After discusing the bike's design with Felt, I came to appreciate the careful construction that went into making the Z4: Engineers explained that the bottom bracket had been designed to resist twisting, the principal source of the bike's efficient ride, which I'd noticed when it was time to pick up the tempo. The comfort comes from a fork that Felt says offers as much as 2cm of fore-aft movement to take the edge off potholes. Like other bikes in this category, the Z4 uses longer chainstays than you'd find on race-oriented bikes, a trait that let me stay tuned in to my surroundings without crashing into a parked car.



The Z4 put me in an upright position, thanks to its tall head tube.
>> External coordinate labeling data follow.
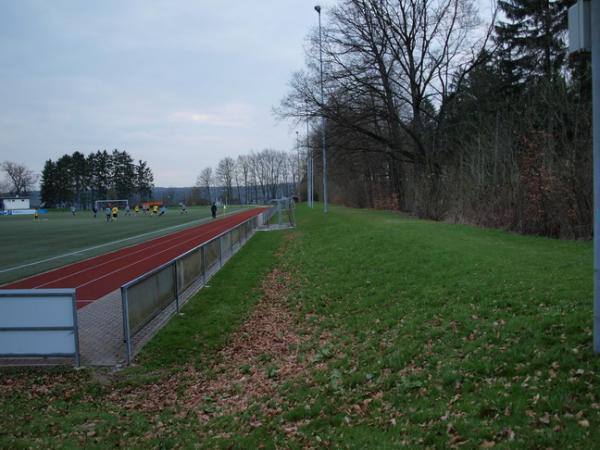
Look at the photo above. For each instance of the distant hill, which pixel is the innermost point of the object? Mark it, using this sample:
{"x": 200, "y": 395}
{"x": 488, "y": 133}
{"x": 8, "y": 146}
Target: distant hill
{"x": 188, "y": 195}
That positioning and smart component choices, such as a soft saddle and a handlebar with oval-shaped tops, further enhance the comfortable ride.



I do have one gripe, and it's not about the bike's performance but about my own style sensibilities. Even though the Mavic Ksyrium Equipe wheels complement the bike with sure handling, I found that, as someone who appreciates classic, refined styling, the white rims and tires reminded me too much of a department-store bike.



That caveat aside, the quality of the frameset and components make the Felt Z4 a good value. With the proven Shimano Ultegra group, this bike begs to be taken on a century, either fast or slow.—Daniel McMahon



BUY IT IF: You want one road bike for every ride
FORGET IT IF: All you're ever going to do is race criteriums


----------



## Superdave3T (May 11, 2009)

z85guy said:


> Here is the review. The online version (at least what I could find) doesnt lump it with the others:
> 
> Z4
> MSRP : $3300.00
> ...


Daniel misunderstood me a little. The WHEELBASE can elongate as much as 2cm under a vertical load consistent with a rough road or gap in the pavement, not the fork itself.

White tires are easily changed, ride quality is not.

-SD


----------



## z85guy (Apr 25, 2011)

SuperdaveFelt said:


> White tires are easily changed, ride quality is not.
> 
> -SD


Yep. A small price to pay an excellent design.


----------



## cincyjack (Jul 21, 2011)

Tires no big deal.
White wheels, that's another issue.

Still lovin' the bike, though. 28 miles this morn. Not faster yet but less effort, if that makes sense. Temp is gonna have to drop a bit before I'm riding my fastest. Just a wunnerful ride.


----------